An election official certified Osborn for the four-year seat race because he failed to specify he was seeking a two-year position.
His name was going to appear on the Nov. 4 ballot with five other candidates.
That’s when he decided to hire attorney David Frundt and pay a $250 court filing fee to plead his case before a judge.
But, Osborn never got his day in court.
Late Thursday afternoon, Winnebago City Attorney Douglas Johanson filed a response to Osborn’s petition to amend the original “Notice of Candidate Filings.”
“Evidently she (Jennifer Feely) realized she had made a mistake,” says Osborn. “It makes me mad I had to hire an attorney to get this done and corrected.”
Osborn will now square off against former councilman Bob Weerts for the two-year post.
In the city’s response to correct an error or omission to the Nov. 4 election ballot, Feely denies any wrongdoing because it was Osborn who filled out the “Affidavit of Candidacy.”
“Regardless of who caused the error or omission, Feely believes, after reviewing Osborn’s statements in his petition, the statement of Megan Huston and her notes, that Osborn truly did want to file for the two-year councilperson position rather than the four-year councilperson position,” Johanson wrote.

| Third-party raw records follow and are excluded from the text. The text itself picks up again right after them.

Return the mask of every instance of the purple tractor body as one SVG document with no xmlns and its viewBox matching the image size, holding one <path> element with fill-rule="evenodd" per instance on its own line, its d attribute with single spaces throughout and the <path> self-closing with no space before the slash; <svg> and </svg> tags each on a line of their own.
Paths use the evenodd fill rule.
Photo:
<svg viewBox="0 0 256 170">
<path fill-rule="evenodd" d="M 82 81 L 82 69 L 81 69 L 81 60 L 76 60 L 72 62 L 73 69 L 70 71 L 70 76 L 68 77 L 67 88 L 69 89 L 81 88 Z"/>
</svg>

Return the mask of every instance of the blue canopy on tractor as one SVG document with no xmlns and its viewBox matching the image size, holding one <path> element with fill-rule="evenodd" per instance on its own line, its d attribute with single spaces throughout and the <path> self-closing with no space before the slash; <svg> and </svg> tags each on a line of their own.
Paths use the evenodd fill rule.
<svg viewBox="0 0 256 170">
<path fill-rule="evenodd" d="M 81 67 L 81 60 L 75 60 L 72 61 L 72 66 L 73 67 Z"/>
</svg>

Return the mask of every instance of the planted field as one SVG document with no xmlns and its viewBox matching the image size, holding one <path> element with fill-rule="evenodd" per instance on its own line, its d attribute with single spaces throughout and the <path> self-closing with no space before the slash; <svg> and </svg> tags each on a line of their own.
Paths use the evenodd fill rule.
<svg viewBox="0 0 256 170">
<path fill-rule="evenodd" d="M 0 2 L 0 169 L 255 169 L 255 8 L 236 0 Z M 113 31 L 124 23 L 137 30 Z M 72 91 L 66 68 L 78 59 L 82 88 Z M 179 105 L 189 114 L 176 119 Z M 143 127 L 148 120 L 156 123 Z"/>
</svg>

Feely acknowledges Osborn did tell city administrative assistant Megan Huston he wanted to file for the two-year post, however, she says no one told her this on Sept. 9 and she didn’t find out until after submitting the Notice of Candidate Filings to Faribault County Auditor John Thompson the next day.
“She (Feely) should have just taken full responsibility. We all make mistakes. We need to put down our pride and admit to our mistakes,” Osborn says.
Although he hasn’t received a bill from his attorney yet, Osborn says it was well worth it.
“I just want to give people a choice when they go to vote,” he says.